Le haut-le-coeur que nous éprouvons, occidentaux du XXe siècle, en entendant certaines dérives du diapason dont est responsable le principe de continuité, montre à tout le moins que l'application dudit principe fait violence au repère diatonique implicite qui est le nôtre. On pourrait bien sûr arguer que c'est l'éducation musicale moderne qui est responsable de ce rejet et que des oreilles renaissantes auraient été charmées par telle baisse rapide de cinq à six commas. Il n'existe à notre avis aucune base historique pour défendre sérieusement un tel point de vue. L'enseignement de la musique, fondé sur la main guidonienne, système stable entre tous, la fréquentation d'instruments de musique qui, par la force des choses, ne pouvaient détonner devaient, hier comme aujourd'hui, amener tout musicien à se constituer un repère diatonique stable. Jusqu'à preuve du contraire, nous admettons donc que la perception de l'occidental ayant bénéficié d'une éducation musicale ne s'est pas, en quelques pauvres siècles, modifiée au point que des naufrages comme ceux que nous donnons à entendre aient pu à l'époque paraître agréables, ou seulement tolérables. Le malaise qui nous prend à leur écoute est profond et n'a rien à voir avec le simple et tès vite agréable dépaysement auditif que nous éprouvons lorsque nous entendons au clavier un tempérament auquel nous ne sommes pas habitués. Ce que nous subissons évoque plutôt, si l'on recherche une analogie instrumentale, un grave défaut d'accord : un instrument désaccordé a, de toute éternité, sonné mal, et il continue de le faire de nos jours.
Le système que nous avons décrit constitue un modèle de référence fonctionnel : il conduit, par le moyen de procédures pouvant être appliquées de manière presque complètement mécanique, à une forme d'intonation juste qui « sonne » globalement bien. Il permet de débusquer facilement les distorsions de comma et de les résoudre de manière simple. Enfin, il présente l'avantage de ne pas faire intervenir de notion théorique moderne comme celles de gamme, de tonalité ou de modulation, dont l'application à la polyphonie de la Renaissance n'est pas probante. L'hexacorde syntonique, en tant que module constitutif d'un repère diatonique, peut fournir aux chanteurs désireux d'affiner leur intonation aussi bien que leur oreille un excellent terrain d'exercice.

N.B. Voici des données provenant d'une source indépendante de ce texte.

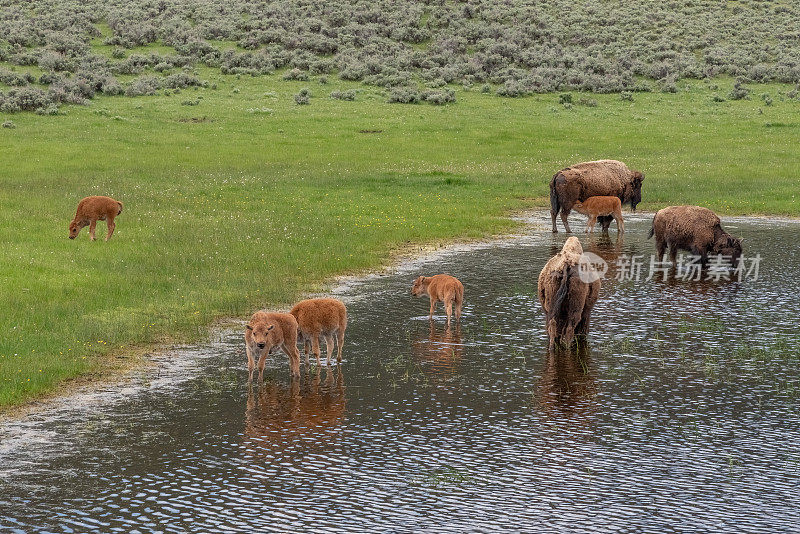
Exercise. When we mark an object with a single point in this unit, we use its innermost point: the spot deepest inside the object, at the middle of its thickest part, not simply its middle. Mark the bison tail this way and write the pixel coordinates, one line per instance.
(563, 290)
(555, 205)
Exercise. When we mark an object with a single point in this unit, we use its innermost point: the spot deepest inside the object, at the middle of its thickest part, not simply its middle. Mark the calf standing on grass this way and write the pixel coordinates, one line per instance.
(93, 209)
(442, 287)
(317, 318)
(265, 333)
(596, 207)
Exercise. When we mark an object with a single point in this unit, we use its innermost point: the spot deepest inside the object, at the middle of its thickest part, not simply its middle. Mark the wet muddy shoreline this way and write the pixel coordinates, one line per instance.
(682, 412)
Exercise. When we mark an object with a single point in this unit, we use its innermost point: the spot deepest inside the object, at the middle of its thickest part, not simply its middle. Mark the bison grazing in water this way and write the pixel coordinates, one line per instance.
(606, 177)
(695, 229)
(567, 297)
(598, 207)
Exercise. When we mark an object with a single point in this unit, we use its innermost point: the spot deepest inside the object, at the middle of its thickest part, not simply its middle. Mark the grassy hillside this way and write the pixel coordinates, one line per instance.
(245, 199)
(67, 51)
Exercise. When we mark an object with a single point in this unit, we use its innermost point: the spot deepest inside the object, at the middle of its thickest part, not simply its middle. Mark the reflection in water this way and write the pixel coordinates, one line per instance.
(567, 387)
(442, 349)
(473, 428)
(308, 411)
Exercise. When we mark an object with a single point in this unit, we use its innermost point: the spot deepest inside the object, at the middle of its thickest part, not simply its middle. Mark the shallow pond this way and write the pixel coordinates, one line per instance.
(681, 414)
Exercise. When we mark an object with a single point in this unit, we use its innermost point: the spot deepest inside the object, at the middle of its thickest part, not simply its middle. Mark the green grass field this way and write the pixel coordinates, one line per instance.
(245, 199)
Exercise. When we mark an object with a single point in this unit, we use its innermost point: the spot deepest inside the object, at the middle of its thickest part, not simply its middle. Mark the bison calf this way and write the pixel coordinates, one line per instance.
(566, 296)
(605, 177)
(596, 207)
(265, 333)
(441, 287)
(694, 229)
(317, 318)
(93, 209)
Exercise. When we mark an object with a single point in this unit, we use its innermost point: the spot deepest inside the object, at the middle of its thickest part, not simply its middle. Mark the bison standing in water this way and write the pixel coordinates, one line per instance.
(566, 296)
(695, 229)
(605, 177)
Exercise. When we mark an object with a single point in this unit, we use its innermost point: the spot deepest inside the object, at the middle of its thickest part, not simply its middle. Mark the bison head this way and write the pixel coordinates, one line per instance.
(633, 190)
(261, 335)
(420, 286)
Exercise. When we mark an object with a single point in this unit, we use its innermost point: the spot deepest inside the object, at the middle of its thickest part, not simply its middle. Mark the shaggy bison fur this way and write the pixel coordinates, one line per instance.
(93, 209)
(317, 318)
(606, 177)
(694, 229)
(567, 300)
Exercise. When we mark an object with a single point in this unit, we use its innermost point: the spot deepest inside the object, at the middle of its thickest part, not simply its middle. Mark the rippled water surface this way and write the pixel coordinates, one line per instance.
(681, 414)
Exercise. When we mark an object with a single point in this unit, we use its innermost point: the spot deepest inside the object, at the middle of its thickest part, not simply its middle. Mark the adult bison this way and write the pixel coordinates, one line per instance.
(606, 177)
(695, 229)
(568, 290)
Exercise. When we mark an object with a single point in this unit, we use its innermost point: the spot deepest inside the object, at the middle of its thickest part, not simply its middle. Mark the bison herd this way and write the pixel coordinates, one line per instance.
(597, 189)
(568, 286)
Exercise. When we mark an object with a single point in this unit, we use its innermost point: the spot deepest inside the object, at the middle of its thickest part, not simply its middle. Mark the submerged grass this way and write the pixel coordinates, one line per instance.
(227, 210)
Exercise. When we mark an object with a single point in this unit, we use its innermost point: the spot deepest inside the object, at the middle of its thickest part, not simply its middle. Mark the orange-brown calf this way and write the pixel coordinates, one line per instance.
(596, 207)
(93, 209)
(442, 287)
(318, 318)
(267, 332)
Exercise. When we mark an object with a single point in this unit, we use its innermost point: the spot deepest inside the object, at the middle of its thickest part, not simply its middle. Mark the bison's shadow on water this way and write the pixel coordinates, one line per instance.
(441, 349)
(567, 387)
(307, 412)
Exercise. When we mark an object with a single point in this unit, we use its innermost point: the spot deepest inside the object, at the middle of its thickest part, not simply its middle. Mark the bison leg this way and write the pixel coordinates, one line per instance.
(315, 347)
(661, 249)
(111, 225)
(448, 308)
(620, 223)
(329, 342)
(294, 358)
(552, 333)
(251, 363)
(673, 254)
(261, 362)
(339, 344)
(564, 216)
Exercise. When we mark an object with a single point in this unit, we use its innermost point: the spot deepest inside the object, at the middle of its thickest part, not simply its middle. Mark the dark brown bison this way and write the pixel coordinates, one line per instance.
(606, 177)
(695, 229)
(566, 298)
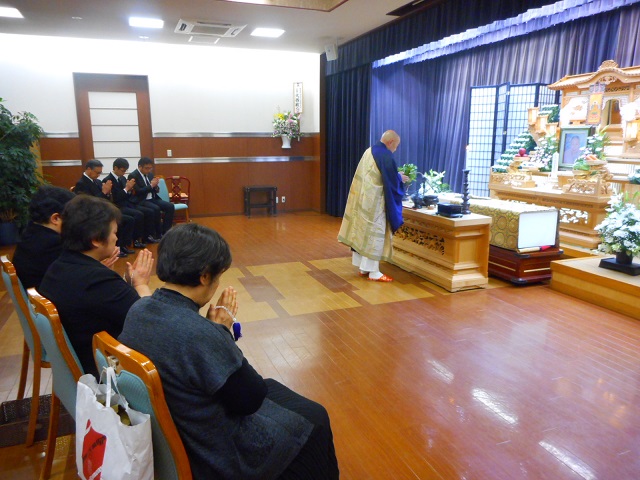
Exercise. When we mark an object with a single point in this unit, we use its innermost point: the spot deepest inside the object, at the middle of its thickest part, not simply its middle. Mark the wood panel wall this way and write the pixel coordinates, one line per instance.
(216, 188)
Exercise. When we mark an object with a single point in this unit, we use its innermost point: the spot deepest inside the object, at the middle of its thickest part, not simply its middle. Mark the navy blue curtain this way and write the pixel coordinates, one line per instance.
(441, 20)
(347, 131)
(628, 54)
(431, 99)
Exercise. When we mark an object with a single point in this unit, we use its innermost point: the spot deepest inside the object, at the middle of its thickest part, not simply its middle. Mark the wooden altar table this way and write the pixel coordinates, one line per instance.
(450, 252)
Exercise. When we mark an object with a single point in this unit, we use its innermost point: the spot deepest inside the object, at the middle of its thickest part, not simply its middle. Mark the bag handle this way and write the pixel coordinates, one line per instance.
(112, 386)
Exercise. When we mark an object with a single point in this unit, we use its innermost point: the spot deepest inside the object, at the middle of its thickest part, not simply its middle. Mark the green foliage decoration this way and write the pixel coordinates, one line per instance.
(19, 176)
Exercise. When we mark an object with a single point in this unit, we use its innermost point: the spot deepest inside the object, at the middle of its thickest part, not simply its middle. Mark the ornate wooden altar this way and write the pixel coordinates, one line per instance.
(450, 252)
(579, 213)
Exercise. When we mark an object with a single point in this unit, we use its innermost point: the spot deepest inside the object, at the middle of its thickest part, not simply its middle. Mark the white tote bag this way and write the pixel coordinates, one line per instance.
(106, 448)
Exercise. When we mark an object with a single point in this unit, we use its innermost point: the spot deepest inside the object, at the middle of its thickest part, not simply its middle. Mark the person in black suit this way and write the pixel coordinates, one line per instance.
(40, 243)
(146, 193)
(90, 297)
(121, 191)
(90, 185)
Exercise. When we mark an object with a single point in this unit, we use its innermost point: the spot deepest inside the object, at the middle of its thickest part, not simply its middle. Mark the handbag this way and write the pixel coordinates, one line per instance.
(107, 448)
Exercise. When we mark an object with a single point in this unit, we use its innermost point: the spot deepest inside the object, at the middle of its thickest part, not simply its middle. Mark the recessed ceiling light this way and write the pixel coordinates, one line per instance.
(10, 12)
(267, 32)
(146, 22)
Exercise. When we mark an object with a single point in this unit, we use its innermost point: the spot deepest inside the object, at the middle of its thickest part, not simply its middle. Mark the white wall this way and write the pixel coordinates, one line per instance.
(192, 88)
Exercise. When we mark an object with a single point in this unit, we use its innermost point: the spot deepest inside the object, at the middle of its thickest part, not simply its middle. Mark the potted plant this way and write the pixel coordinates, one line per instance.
(19, 176)
(287, 126)
(411, 171)
(620, 230)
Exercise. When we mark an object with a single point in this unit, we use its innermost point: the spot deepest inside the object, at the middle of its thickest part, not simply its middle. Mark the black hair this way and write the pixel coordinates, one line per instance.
(93, 163)
(120, 163)
(190, 250)
(48, 200)
(87, 218)
(144, 161)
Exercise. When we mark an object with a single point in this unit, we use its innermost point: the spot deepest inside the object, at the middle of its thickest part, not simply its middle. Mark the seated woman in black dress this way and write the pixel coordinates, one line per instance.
(234, 424)
(89, 296)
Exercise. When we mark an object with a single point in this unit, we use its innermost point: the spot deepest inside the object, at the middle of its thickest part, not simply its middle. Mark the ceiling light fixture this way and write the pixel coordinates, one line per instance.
(10, 12)
(146, 22)
(267, 32)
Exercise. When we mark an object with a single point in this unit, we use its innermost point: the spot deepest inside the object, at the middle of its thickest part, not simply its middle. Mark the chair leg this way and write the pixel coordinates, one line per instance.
(54, 414)
(35, 404)
(24, 370)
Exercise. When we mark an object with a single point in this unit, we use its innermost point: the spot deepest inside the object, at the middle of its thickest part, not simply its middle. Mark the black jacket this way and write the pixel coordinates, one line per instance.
(118, 194)
(90, 187)
(90, 298)
(141, 189)
(38, 248)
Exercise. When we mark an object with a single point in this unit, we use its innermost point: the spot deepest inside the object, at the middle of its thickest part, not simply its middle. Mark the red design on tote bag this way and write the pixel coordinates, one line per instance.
(93, 448)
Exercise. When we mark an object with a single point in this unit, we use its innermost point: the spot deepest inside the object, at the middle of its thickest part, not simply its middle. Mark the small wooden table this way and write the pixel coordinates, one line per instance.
(269, 202)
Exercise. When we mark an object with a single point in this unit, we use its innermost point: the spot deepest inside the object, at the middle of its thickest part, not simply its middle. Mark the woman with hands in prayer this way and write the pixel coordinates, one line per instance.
(234, 424)
(89, 296)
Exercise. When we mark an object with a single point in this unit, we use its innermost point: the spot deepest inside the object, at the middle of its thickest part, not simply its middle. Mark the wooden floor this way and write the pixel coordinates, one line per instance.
(503, 383)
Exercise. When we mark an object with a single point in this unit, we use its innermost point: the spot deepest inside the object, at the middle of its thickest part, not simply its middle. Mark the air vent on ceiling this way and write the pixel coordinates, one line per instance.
(191, 27)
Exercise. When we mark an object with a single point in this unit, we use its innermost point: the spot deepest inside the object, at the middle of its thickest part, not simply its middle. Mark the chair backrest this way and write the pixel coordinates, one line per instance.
(180, 189)
(163, 192)
(23, 309)
(139, 382)
(65, 366)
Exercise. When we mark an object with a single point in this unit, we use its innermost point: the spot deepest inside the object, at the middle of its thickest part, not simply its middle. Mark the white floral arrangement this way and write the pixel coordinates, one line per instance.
(542, 156)
(524, 140)
(434, 183)
(620, 230)
(287, 124)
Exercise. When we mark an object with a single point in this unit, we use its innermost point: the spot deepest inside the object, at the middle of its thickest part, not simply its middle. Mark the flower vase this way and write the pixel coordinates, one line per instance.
(624, 258)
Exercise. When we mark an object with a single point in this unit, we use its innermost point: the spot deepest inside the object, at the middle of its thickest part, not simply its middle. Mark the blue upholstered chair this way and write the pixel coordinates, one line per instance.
(163, 193)
(139, 382)
(31, 343)
(65, 368)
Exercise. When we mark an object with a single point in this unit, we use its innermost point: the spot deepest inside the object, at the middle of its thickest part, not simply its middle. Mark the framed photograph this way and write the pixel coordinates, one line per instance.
(572, 143)
(297, 97)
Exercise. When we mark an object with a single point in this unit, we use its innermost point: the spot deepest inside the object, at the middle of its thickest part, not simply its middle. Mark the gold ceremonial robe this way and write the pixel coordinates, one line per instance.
(364, 225)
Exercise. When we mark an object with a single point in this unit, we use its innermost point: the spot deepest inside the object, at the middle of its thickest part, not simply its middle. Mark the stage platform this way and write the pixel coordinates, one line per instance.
(582, 278)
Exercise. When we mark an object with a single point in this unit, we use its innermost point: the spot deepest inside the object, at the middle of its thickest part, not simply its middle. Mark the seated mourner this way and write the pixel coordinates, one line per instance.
(40, 243)
(89, 296)
(234, 424)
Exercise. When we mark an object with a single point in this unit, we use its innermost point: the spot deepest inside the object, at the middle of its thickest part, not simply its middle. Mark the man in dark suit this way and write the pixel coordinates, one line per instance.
(40, 243)
(89, 297)
(121, 192)
(90, 185)
(146, 193)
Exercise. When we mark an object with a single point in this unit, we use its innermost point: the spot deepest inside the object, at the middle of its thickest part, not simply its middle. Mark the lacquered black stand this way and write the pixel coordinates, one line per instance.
(465, 192)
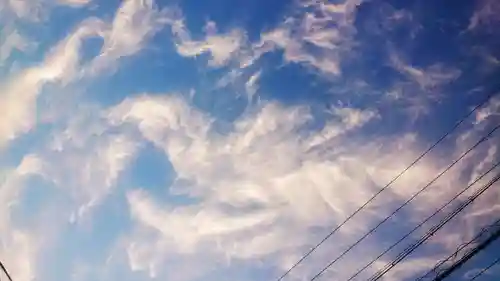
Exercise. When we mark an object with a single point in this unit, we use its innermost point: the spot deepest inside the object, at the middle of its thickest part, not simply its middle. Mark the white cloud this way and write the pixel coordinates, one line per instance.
(75, 3)
(485, 15)
(271, 176)
(251, 85)
(317, 38)
(429, 78)
(20, 92)
(221, 47)
(17, 243)
(135, 22)
(11, 40)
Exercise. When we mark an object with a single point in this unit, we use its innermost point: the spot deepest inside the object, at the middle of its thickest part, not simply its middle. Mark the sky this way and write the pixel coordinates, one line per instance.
(186, 140)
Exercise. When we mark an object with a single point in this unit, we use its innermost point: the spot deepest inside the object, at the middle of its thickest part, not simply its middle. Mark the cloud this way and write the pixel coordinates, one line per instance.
(246, 197)
(251, 85)
(485, 15)
(75, 3)
(16, 242)
(221, 47)
(316, 38)
(429, 78)
(135, 22)
(12, 40)
(20, 92)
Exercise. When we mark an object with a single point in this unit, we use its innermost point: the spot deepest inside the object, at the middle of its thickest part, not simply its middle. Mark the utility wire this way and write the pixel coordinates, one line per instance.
(436, 269)
(432, 231)
(483, 139)
(5, 270)
(484, 270)
(425, 221)
(468, 256)
(462, 120)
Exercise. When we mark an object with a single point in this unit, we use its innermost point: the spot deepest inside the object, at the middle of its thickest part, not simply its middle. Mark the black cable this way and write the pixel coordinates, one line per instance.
(5, 270)
(467, 257)
(454, 255)
(433, 230)
(485, 269)
(425, 221)
(406, 202)
(308, 253)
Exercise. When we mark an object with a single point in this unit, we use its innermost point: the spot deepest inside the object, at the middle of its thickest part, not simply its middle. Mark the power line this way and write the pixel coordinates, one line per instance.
(5, 270)
(436, 269)
(424, 221)
(455, 127)
(405, 203)
(432, 231)
(468, 256)
(484, 270)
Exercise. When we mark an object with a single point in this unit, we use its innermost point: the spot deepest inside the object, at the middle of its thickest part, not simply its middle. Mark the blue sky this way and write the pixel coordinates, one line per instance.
(218, 140)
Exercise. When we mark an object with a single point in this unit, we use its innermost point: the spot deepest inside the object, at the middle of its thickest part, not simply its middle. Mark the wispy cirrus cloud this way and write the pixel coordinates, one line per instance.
(245, 197)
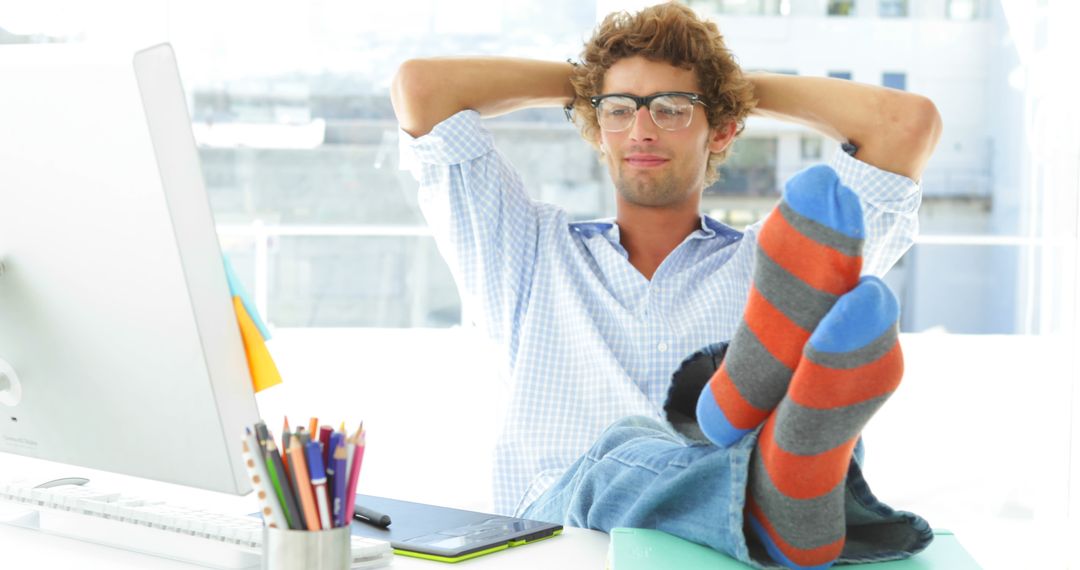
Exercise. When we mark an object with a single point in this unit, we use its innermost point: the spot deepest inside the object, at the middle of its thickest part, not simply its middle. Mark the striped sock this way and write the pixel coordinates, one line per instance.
(850, 366)
(809, 253)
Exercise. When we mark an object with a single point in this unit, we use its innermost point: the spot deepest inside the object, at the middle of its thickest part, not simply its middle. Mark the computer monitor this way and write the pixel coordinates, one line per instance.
(119, 347)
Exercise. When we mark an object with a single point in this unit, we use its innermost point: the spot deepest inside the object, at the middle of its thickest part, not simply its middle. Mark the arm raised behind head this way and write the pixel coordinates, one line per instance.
(426, 92)
(895, 131)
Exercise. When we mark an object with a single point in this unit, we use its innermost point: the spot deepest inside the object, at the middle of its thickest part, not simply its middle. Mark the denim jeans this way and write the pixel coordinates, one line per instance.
(645, 474)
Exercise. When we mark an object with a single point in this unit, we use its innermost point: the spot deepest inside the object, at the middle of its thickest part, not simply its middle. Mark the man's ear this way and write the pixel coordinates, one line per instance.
(721, 137)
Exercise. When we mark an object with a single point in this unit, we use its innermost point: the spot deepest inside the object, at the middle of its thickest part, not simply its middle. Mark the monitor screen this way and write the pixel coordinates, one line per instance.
(119, 345)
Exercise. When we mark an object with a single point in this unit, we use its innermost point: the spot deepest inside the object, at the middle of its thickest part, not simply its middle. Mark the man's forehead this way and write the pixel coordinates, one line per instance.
(639, 76)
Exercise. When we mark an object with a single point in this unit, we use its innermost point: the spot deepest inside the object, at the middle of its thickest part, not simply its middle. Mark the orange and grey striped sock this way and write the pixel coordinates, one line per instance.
(850, 366)
(809, 253)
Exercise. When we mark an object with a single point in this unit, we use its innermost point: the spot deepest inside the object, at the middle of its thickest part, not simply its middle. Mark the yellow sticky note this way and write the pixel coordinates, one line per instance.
(264, 370)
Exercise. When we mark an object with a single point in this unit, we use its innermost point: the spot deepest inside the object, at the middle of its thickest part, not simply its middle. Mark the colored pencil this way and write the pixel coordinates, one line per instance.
(355, 460)
(314, 456)
(280, 480)
(304, 484)
(260, 482)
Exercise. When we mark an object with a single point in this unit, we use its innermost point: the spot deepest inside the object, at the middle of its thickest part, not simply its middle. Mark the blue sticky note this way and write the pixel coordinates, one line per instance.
(237, 289)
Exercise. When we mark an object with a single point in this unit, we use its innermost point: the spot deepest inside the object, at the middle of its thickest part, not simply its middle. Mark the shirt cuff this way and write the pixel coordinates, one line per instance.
(459, 138)
(890, 191)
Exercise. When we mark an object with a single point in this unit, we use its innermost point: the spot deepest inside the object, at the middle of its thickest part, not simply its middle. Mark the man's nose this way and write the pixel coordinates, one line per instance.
(643, 129)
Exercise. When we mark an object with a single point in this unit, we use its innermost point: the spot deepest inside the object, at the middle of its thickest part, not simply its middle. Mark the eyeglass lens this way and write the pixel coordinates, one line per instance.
(670, 112)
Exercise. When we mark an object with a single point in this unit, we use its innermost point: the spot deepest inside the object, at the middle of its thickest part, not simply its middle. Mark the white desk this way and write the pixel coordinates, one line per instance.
(23, 548)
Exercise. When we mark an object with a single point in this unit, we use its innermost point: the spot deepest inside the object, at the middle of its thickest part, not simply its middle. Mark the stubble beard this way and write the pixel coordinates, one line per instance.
(651, 190)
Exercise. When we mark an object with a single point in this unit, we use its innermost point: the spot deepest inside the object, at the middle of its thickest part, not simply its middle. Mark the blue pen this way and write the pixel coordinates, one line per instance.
(331, 474)
(340, 480)
(314, 455)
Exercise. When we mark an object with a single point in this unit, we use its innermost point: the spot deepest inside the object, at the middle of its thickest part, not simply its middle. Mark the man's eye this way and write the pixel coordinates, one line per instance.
(671, 111)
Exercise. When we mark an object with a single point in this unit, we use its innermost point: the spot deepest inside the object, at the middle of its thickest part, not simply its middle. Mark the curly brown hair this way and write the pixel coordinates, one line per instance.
(669, 32)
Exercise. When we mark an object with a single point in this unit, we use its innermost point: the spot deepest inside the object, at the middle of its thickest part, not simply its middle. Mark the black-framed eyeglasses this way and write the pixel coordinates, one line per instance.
(671, 110)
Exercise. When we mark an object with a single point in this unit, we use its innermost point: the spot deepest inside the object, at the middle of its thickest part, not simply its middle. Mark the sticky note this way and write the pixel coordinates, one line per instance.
(237, 289)
(264, 370)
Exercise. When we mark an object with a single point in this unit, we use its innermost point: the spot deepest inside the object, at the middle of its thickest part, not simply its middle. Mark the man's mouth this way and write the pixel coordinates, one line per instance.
(645, 161)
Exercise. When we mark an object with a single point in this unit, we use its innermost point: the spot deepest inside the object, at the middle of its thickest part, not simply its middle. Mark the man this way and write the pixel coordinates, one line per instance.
(596, 316)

Sans l'avoir véritablement cherché, nous venons d'être ramené au vieux débat inauguré il y a plus de deux mille ans par la querelle entre aristoxéniens et pythagoriciens, et qui porte sur la place respective à accorder, en musique, au jugement de l'oreille et à celui de la raison. C'est sur lui que Zarlino ouvre ses Istitutioni 86et c'est sur lui aussi qu'il les boucle quatre cent pages plus loin87. Sa méthode, dans la droite ligne de celle qu'avait déjà adoptée Ptolémée, coïncide assez exactement avec celle que nous impose notre position d'observateur distant de plus de quatre siècles : construire un modèle rationnel, puis le mettre à l'épreuve de l'oreille. C'est donc à Zarlino que nous laisserons le dernier mot : « Non è perciò da dar questo ufficio di giudicare al sentimento solamente nelle cose dei Suoni, et delle voci : ma li dobbiamo accompagnar sempre la Ragione. Ne meno si debbe dare tutto il giudicio alla Ragione lasciando da parte il Senso; percioche l'uno senza l'altro potrà sempre essere cagione di errore »88.